The opportunity to burlesque Tom's romanticism and infuse humor back into the novel comes at the price of Jim's perceived freedom. In actuality, Jim has already been set free by the late Miss Watson's will, and readers will learn this startling fact at the end of the novel. However, because both Huck and Jim are unaware of Jim's freedom, they agree to follow Tom's extravagant plans for a dramatic escape.

The elaborate escape plan provides Tom the opportunity to call upon several of the prison stories and adventure novels he has read. By combining unnecessary tactics such as a tunnel and devices such as a rope ladder, the entire plan becomes a comical romantic farce.
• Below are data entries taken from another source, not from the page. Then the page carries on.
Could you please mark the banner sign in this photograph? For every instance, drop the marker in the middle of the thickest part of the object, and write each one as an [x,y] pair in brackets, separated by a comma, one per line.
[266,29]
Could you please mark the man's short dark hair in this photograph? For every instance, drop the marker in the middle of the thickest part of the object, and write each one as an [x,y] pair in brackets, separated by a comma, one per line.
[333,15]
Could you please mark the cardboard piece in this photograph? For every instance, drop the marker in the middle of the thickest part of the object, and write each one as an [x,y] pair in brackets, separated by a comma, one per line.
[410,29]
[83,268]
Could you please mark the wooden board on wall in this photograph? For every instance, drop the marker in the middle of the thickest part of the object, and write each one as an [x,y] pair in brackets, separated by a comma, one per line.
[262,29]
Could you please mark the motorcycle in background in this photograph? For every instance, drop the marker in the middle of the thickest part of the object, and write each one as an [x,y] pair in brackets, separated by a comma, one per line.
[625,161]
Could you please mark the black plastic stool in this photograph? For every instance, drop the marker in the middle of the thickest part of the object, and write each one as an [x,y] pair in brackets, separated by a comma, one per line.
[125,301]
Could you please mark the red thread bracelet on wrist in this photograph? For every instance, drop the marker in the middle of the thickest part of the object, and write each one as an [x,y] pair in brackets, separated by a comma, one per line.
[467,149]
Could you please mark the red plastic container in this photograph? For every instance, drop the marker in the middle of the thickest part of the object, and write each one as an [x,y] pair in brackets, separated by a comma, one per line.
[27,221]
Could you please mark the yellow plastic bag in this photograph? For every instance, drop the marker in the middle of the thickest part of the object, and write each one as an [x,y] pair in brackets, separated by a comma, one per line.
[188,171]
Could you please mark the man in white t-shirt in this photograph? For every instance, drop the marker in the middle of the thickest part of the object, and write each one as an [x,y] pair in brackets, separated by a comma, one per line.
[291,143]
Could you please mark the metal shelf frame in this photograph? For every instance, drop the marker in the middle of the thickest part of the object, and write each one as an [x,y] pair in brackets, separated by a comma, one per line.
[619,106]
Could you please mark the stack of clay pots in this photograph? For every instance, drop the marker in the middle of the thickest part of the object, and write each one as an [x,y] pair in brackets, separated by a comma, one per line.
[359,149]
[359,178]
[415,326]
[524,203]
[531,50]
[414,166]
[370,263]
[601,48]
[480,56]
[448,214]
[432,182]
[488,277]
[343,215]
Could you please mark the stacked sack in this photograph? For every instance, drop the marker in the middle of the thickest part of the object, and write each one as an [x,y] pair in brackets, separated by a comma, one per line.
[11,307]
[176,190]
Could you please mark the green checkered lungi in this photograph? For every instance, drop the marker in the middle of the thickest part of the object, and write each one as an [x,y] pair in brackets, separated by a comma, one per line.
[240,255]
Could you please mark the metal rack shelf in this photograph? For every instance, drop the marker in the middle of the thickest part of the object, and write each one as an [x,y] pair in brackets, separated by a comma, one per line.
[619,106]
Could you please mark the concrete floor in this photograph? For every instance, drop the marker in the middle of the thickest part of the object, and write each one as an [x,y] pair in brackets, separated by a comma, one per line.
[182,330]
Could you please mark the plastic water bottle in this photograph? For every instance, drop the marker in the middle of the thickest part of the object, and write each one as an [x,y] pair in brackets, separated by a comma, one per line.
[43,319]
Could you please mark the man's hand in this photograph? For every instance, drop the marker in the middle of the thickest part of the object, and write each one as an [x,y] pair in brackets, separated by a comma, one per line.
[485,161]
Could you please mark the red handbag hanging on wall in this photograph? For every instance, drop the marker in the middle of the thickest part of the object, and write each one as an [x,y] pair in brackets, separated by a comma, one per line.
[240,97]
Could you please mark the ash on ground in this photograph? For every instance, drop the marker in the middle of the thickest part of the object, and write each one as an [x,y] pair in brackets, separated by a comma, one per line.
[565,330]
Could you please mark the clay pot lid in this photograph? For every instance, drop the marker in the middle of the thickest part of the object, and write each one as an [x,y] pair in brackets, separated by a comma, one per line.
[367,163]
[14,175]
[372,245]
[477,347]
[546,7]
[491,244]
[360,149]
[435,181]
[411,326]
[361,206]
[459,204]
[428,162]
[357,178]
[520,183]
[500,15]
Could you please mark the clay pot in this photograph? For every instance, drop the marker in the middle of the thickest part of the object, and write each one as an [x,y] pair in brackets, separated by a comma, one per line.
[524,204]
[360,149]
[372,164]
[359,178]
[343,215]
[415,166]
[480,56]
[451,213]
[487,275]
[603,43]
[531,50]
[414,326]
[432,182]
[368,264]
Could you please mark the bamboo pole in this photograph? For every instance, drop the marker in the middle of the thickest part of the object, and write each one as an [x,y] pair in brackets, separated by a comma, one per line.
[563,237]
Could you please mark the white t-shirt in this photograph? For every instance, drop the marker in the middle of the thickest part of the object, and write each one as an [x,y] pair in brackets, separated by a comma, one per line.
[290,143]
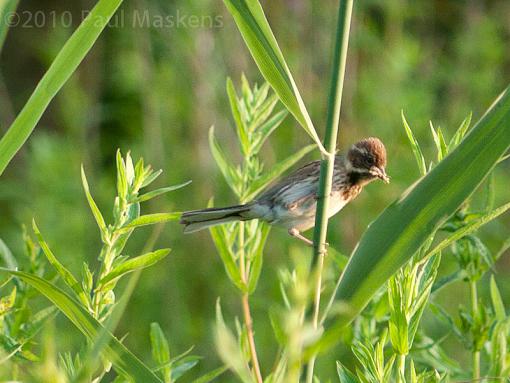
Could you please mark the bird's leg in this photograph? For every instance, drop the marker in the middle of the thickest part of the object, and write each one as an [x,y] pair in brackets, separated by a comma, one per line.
[296,234]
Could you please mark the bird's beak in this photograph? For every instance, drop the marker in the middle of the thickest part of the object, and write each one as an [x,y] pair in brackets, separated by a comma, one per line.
[380,173]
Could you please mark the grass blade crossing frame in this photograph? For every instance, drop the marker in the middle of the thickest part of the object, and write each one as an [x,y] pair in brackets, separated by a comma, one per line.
[328,164]
[116,352]
[252,23]
[59,72]
[402,228]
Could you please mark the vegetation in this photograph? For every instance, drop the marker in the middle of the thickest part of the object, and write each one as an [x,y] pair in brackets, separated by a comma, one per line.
[420,282]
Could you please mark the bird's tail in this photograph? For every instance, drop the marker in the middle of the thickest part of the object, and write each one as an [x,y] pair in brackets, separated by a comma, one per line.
[196,220]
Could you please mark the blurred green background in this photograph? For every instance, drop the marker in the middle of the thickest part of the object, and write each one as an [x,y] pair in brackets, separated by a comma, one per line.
[155,87]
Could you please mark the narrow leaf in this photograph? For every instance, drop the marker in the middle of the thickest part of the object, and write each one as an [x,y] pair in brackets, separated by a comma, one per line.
[229,173]
[116,352]
[65,274]
[150,219]
[256,267]
[156,193]
[210,376]
[276,171]
[241,128]
[160,350]
[66,62]
[469,228]
[497,302]
[132,264]
[259,38]
[219,237]
[418,154]
[93,207]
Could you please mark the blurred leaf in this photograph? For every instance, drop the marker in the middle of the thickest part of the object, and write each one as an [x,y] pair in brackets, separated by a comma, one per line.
[259,38]
[418,154]
[210,376]
[497,302]
[66,62]
[467,229]
[241,128]
[268,128]
[230,174]
[228,348]
[122,182]
[160,351]
[132,264]
[150,219]
[156,193]
[219,237]
[345,375]
[405,225]
[256,266]
[117,353]
[93,207]
[6,255]
[65,274]
[460,133]
[276,171]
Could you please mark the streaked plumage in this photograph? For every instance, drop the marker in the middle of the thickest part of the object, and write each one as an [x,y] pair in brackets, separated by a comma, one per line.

The incongruity of Huck's logic in the face of Tom's imagination creates several humorous exchanges, and the farce is reminiscent of Twain's earlier work with Tom Sawyer. For example, when Tom says that Jim needs to keep a journal, Huck replies, "Journal your granny — Jim can't write."

Huck's practical response is both humorous and revealing at the same time. On the surface, it is obvious that Jim does not need to keep a journal, but the fact that Jim is captive during this time is an overriding shadow on the slapstick humor. The ability to read and write was not common among anyone in the mid-1800s, and because Jim is a slave, his being able to write is much more unlikely. More important, however, is the realization that Huck cannot stop the nonsensical plans because he and Jim are trapped within the confines of a racist society.

Neither Huck nor Jim is able to dissuade or alter Tom's plans except in minor ways, and their failed attempts symbolize their ill-fated efforts to truly escape civilization's conventions. The biting satire is obvious when Huck wonders about the logic of digging a tunnel with ordinary case-knives. When he questions Tom, Tom replies that "It don't make no difference how foolish it is, it's the right way . . . . And there ain't no other way, that ever I heard of, and I've read all the books that gives any information about these things." As a representative of proper society, Tom summarizes civilization's reliance on tradition and existing laws that have been recorded, despite their lack of humanity and compassion.


fox-fire the luminescence of decaying wood and plant remains, caused by various fungi.

seneskal seneschal, a steward or major-domo in the household of a medieval noble.

Langudoc Languedoc, historical region of southern France.

Navarre historical region and former kingdom in northeast Spain and southwest France.